Easing back the throttle to allow Grace to pass ahead, I gaze at Argus wondering how she and her crew will cope with the next few months. However fine the planning, however optimistic the talk, the here-and-now in Sierra Leone will try them to their limit. I wish them well.
And, as if I am not feeling humble enough, I reach the next wharf where it’s just another day in the Pendennis Shipyard.
Blue Mistress and I bow respectfully and motor on – on past the Governor, past Black Rock, past St Anthony Head and out to sea.
I look back and vow to return to Falmouth to explore Carrick Roads and the Helford river.
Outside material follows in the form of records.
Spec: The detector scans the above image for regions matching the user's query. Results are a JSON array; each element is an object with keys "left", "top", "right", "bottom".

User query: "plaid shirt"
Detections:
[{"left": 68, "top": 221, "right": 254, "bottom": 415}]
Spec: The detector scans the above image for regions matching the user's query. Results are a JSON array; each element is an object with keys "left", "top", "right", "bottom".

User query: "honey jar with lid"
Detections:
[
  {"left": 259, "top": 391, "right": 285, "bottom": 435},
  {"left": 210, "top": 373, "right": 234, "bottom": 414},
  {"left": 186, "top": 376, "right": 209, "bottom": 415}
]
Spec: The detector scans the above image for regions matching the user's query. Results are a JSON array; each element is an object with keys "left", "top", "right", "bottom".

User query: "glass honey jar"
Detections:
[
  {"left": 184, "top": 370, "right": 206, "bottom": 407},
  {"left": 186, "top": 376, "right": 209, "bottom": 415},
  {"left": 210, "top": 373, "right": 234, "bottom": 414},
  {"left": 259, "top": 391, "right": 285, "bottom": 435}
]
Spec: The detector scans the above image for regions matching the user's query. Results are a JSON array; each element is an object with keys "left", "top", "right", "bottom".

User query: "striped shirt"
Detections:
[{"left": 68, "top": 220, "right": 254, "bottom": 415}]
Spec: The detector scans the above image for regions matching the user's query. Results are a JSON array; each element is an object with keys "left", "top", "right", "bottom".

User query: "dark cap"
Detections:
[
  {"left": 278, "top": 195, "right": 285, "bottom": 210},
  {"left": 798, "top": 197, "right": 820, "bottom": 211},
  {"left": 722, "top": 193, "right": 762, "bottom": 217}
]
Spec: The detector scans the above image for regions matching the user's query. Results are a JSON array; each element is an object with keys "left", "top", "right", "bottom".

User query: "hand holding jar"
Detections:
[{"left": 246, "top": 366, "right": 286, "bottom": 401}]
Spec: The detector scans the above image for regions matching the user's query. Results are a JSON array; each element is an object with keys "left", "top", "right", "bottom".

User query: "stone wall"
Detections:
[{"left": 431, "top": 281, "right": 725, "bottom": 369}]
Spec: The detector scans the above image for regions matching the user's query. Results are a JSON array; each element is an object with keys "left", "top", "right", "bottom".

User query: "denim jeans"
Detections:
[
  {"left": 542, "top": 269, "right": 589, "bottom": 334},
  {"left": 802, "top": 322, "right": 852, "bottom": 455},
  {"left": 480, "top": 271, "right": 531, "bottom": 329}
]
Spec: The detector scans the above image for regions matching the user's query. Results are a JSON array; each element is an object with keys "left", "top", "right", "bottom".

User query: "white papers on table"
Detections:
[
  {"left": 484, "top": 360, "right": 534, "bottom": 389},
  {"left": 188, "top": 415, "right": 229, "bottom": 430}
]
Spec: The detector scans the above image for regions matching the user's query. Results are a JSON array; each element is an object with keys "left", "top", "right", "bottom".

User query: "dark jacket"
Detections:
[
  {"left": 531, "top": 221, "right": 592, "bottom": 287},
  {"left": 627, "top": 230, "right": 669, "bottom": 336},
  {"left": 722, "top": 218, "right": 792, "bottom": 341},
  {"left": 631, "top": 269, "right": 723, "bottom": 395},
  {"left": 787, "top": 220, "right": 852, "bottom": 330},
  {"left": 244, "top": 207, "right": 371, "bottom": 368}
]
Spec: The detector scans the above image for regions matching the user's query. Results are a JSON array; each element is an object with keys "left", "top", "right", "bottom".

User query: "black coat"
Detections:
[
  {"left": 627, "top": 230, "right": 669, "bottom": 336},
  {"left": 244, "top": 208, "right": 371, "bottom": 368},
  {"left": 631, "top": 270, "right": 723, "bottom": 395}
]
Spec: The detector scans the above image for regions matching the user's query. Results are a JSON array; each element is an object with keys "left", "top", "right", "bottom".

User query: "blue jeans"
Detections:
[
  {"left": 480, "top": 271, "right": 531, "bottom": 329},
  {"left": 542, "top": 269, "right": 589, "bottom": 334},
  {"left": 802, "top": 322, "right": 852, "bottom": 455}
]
The headlands, villages and towns along the coast between Falmouth and Fowey read like a Cornish litany:
We pass Porthscatho, Nare Head and Portloe; round Dodman Point (avoiding the flagged lobster pot buoys) to clear the Gwineas buoy off Gorran Haven, then Chapel Point and Mevagissey.
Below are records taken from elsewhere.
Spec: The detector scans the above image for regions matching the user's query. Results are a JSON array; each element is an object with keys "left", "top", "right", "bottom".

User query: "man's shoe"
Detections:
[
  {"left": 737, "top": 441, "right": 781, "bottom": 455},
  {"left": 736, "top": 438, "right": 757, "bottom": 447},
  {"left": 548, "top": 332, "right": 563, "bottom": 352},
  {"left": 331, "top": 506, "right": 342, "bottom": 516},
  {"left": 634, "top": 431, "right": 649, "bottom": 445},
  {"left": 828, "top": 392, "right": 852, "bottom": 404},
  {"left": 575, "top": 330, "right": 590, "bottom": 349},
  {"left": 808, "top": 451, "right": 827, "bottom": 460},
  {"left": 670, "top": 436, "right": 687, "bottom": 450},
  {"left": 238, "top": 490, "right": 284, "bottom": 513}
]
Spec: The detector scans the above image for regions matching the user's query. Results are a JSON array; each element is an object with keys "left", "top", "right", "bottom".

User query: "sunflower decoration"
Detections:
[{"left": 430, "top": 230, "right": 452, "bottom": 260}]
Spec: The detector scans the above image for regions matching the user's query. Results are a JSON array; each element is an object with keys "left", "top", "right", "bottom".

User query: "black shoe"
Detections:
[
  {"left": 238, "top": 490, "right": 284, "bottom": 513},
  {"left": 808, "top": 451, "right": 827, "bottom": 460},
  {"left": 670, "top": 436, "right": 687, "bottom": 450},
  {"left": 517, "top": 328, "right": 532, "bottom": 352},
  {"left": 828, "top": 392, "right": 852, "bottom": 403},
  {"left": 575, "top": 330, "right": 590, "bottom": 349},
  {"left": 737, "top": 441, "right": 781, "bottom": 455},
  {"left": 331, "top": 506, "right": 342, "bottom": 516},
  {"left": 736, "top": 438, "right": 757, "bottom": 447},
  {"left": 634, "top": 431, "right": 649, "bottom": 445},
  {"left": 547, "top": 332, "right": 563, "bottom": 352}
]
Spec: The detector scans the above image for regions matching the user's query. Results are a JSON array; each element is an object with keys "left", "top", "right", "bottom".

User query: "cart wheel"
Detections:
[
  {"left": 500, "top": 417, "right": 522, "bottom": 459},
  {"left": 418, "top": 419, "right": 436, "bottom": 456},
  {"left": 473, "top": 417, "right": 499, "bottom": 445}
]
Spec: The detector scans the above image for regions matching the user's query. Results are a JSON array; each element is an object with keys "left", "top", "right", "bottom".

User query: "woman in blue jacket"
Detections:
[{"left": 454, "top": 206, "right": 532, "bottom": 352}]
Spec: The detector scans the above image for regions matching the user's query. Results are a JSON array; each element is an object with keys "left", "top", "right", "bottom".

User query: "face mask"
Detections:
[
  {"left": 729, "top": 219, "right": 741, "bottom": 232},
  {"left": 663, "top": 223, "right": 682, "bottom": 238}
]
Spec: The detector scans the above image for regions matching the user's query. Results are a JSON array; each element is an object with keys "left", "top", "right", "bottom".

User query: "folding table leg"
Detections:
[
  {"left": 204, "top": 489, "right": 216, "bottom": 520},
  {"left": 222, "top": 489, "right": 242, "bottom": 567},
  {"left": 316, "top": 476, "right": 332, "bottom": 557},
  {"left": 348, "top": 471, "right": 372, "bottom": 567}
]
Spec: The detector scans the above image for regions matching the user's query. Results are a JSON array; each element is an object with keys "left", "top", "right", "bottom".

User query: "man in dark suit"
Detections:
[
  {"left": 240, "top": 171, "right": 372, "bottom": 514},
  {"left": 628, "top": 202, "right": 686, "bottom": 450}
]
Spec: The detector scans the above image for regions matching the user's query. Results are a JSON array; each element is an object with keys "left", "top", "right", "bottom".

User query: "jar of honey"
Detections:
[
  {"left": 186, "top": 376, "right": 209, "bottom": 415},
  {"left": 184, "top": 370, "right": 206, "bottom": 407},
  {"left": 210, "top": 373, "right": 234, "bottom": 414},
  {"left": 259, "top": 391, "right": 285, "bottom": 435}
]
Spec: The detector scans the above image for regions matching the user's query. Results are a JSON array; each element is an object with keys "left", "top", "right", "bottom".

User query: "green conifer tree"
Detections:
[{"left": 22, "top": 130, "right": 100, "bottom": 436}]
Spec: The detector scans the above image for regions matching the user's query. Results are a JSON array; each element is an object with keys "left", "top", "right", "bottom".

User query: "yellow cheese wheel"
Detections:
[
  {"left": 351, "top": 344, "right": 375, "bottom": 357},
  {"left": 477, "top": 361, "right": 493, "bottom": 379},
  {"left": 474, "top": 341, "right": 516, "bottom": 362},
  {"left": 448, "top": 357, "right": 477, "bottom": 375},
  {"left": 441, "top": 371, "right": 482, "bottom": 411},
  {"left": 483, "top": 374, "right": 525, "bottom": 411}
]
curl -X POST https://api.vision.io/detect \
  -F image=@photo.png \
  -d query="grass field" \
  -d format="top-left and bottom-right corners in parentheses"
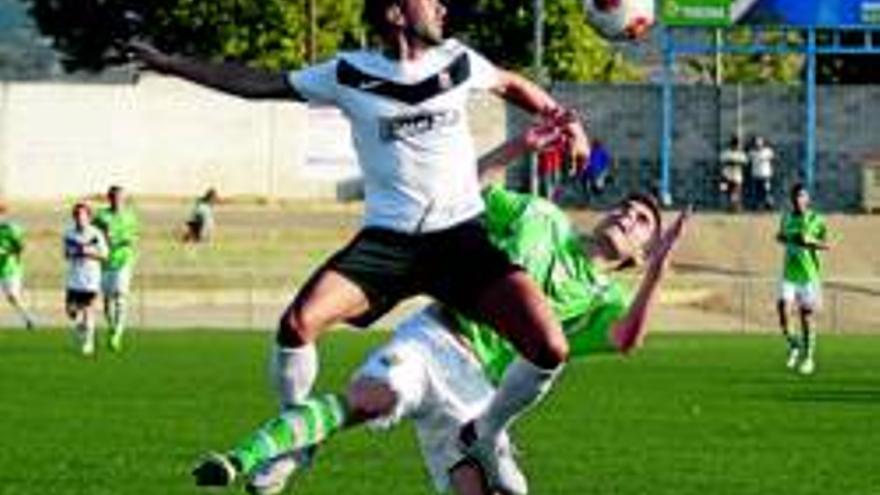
top-left (0, 329), bottom-right (877, 495)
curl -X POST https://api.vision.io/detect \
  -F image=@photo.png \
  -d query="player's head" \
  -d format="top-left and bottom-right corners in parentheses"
top-left (0, 202), bottom-right (7, 215)
top-left (363, 0), bottom-right (447, 46)
top-left (72, 202), bottom-right (92, 227)
top-left (592, 192), bottom-right (662, 269)
top-left (790, 183), bottom-right (809, 213)
top-left (203, 187), bottom-right (218, 203)
top-left (107, 185), bottom-right (124, 209)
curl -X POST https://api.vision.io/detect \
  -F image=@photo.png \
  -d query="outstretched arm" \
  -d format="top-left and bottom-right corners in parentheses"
top-left (128, 41), bottom-right (297, 100)
top-left (491, 70), bottom-right (590, 169)
top-left (611, 207), bottom-right (691, 353)
top-left (477, 110), bottom-right (572, 183)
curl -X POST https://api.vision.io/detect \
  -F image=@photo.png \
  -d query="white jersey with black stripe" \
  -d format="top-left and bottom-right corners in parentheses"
top-left (287, 39), bottom-right (499, 233)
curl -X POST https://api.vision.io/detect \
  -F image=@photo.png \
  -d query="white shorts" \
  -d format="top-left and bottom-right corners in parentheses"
top-left (101, 265), bottom-right (133, 296)
top-left (355, 308), bottom-right (495, 493)
top-left (0, 275), bottom-right (22, 299)
top-left (778, 280), bottom-right (822, 310)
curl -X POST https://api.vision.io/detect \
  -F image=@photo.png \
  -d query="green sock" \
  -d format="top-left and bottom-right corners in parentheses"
top-left (230, 393), bottom-right (347, 474)
top-left (112, 296), bottom-right (127, 335)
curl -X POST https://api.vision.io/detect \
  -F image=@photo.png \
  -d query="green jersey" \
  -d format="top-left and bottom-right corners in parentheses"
top-left (0, 221), bottom-right (25, 279)
top-left (778, 210), bottom-right (827, 284)
top-left (93, 207), bottom-right (139, 270)
top-left (451, 185), bottom-right (630, 383)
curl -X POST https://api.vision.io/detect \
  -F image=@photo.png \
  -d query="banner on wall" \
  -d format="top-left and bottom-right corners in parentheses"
top-left (662, 0), bottom-right (880, 27)
top-left (303, 107), bottom-right (361, 180)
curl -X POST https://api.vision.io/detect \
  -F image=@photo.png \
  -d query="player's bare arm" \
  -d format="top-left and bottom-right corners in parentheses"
top-left (612, 207), bottom-right (690, 353)
top-left (128, 40), bottom-right (296, 100)
top-left (491, 69), bottom-right (590, 166)
top-left (476, 112), bottom-right (570, 181)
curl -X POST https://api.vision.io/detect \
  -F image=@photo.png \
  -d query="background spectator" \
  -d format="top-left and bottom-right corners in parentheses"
top-left (748, 135), bottom-right (776, 210)
top-left (718, 135), bottom-right (747, 211)
top-left (183, 188), bottom-right (218, 244)
top-left (579, 138), bottom-right (613, 202)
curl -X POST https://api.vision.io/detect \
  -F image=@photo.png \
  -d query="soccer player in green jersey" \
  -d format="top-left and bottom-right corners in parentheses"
top-left (0, 203), bottom-right (36, 330)
top-left (92, 185), bottom-right (139, 352)
top-left (192, 117), bottom-right (689, 495)
top-left (775, 183), bottom-right (829, 375)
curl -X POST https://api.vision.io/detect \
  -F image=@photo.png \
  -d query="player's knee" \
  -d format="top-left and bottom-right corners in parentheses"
top-left (277, 308), bottom-right (317, 347)
top-left (346, 378), bottom-right (397, 421)
top-left (531, 335), bottom-right (569, 368)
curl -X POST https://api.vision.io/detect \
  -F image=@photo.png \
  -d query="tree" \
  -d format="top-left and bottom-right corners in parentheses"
top-left (20, 0), bottom-right (363, 72)
top-left (448, 0), bottom-right (643, 82)
top-left (21, 0), bottom-right (638, 82)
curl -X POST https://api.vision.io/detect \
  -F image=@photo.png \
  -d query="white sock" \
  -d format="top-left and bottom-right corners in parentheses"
top-left (113, 296), bottom-right (127, 335)
top-left (477, 358), bottom-right (562, 440)
top-left (272, 344), bottom-right (318, 409)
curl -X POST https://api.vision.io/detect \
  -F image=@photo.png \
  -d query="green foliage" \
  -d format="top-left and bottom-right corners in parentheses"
top-left (681, 27), bottom-right (804, 84)
top-left (543, 0), bottom-right (643, 82)
top-left (21, 0), bottom-right (642, 81)
top-left (20, 0), bottom-right (364, 71)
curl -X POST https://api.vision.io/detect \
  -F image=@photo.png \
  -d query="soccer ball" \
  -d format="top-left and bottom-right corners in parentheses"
top-left (583, 0), bottom-right (656, 41)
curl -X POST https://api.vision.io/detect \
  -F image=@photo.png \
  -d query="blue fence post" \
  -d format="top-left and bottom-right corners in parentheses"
top-left (660, 27), bottom-right (675, 206)
top-left (805, 28), bottom-right (817, 192)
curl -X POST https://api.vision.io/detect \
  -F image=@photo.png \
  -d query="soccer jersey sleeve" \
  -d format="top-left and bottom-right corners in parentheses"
top-left (482, 184), bottom-right (529, 234)
top-left (461, 43), bottom-right (500, 90)
top-left (287, 58), bottom-right (340, 105)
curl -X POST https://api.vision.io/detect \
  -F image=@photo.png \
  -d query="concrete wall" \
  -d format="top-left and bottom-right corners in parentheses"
top-left (0, 75), bottom-right (507, 200)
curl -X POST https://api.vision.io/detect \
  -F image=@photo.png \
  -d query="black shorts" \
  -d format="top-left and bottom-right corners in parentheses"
top-left (319, 217), bottom-right (521, 327)
top-left (66, 289), bottom-right (97, 308)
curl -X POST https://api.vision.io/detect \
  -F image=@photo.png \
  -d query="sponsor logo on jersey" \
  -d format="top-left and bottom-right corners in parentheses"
top-left (379, 109), bottom-right (461, 141)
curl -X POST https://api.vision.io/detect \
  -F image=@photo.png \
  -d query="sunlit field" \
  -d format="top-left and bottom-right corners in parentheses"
top-left (0, 329), bottom-right (877, 495)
Crossing St Austell Bay, there is Black Head then Charlestown with St Austell, St Blazey and Par and the china clay industry behind, and now the Cannis Buoy off Gribben Head and Fowey beyond.
(I should also mention the poetic Pendower, Portmellon and Pentewan, then Trenarran, and Porthpean, Polkerris and Pridmouth).
To navigate I use the chart but to learn about the coast and what lies behind it, the local Ordnance Survey maps are supreme.
While at sea, how else would I have noted Caerhays Castle or the ancient earthworks on Dodman Point, or locate Daphne Du Maurier’s Menabilly?
Looking at this coast I wonder what the Sierra Leone coast will look like to the crew of Argus and I remember Clarissa Vincent and the ‘The Voyage of Storm Petrel‘. Clarissa took Storm Petrel down the west coast of Africa. Now there was an adventure.
The end of September and the summer cruisers have gone home, the visitors moorings are nearly empty.
I row ashore to the Ship Inn for excellent fish and chips and a pint of Tribute, and later experience the singular pleasure of rowing across Fowey harbour in the dark under a sliver of new moon.